On top of shutdown, food stamp stimulus ending
A temporary increase in food stamps expires Oct. 31, meaning for millions of Americans, the benefits that help put food on the table won’t stretch as far as they have for the past four years.
Food stamps – actually the Supplemental Nutrition Assistance Program – go to 47 million Americans a month, almost half of them children and teenagers.
Starting in 2009, the federal stimulus pumped $45.2 billion into SNAP, increasing what would have been a monthly benefit of $588 a month to $668 for an average household of four. In November, that same family will start getting $632 a month, about a 5 percent cut.
The benefits, which go to 1 in 7 Americans, fluctuate based on factors including food prices, inflation and income.
Families and providers worry the expiration of the stimulus bump comes at a particularly bad time:
– Though Census figures from September show poverty remains stuck at around 22 percent, in some states, including New Hampshire, the number of children living in poverty is climbing.
– The House voted to cut almost $4 billion a year from the roughly $80 billion-a-year program in an effort to find savings in the budget.

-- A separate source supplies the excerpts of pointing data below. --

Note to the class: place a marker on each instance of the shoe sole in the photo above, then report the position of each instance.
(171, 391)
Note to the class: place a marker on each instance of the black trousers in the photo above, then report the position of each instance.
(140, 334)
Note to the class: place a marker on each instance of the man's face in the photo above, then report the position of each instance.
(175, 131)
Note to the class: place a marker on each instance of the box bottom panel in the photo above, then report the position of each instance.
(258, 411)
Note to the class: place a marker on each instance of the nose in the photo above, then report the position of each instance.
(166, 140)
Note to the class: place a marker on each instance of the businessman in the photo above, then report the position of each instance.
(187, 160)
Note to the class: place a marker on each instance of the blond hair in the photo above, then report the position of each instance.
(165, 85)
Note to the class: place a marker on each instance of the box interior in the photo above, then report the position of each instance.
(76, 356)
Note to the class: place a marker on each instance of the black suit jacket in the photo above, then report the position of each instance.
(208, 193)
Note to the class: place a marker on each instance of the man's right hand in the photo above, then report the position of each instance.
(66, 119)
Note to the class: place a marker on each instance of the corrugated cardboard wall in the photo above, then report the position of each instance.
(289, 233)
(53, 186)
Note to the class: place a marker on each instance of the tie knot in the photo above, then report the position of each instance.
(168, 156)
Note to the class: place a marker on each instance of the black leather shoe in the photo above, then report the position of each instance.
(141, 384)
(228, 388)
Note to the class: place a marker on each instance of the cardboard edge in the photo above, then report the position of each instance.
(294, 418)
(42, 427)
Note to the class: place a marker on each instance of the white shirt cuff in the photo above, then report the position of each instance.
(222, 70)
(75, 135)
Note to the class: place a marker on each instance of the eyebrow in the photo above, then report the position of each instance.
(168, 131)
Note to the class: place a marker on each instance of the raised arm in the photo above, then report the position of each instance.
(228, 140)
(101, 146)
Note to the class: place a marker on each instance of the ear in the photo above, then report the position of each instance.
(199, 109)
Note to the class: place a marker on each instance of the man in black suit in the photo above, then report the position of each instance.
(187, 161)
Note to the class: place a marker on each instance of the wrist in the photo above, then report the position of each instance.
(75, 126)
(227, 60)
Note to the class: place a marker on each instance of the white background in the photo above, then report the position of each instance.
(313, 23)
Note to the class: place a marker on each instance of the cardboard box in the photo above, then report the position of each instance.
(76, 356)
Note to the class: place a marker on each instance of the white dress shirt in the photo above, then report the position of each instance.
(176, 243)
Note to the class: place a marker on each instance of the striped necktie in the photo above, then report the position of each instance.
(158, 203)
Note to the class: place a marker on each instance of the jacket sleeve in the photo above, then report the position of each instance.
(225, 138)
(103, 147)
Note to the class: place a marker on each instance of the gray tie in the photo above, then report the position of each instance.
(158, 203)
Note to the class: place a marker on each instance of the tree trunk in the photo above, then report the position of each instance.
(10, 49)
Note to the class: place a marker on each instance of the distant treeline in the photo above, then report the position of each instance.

A Senate bill would cut around $400 million a year.
– In cold weather states, even a slight decrease in the benefit can trigger a decision between heating and eating. Heating fuel prices are expected to increase this year too, the government warned this week.
And the program could face another shortfall if the government is shuttered past Nov. 1.
But the stimulus was never intended to be a permanent source of money, said former New Hampshire Sen. Judd Gregg. He opposed the stimulus, calling it at the time “a great deal of money not well spent.”
John Cochrane, a professor of finance at the University of Chicago’s Booth School of Business, also opposed the stimulus, saying it advanced the false assumption that “completely wasted federal spending helps the economy.”
He said that worries about people who need help were a legitimate concern but that food stamps create a disincentive to move to find a better job because recipients are worried they’ll lose the benefit.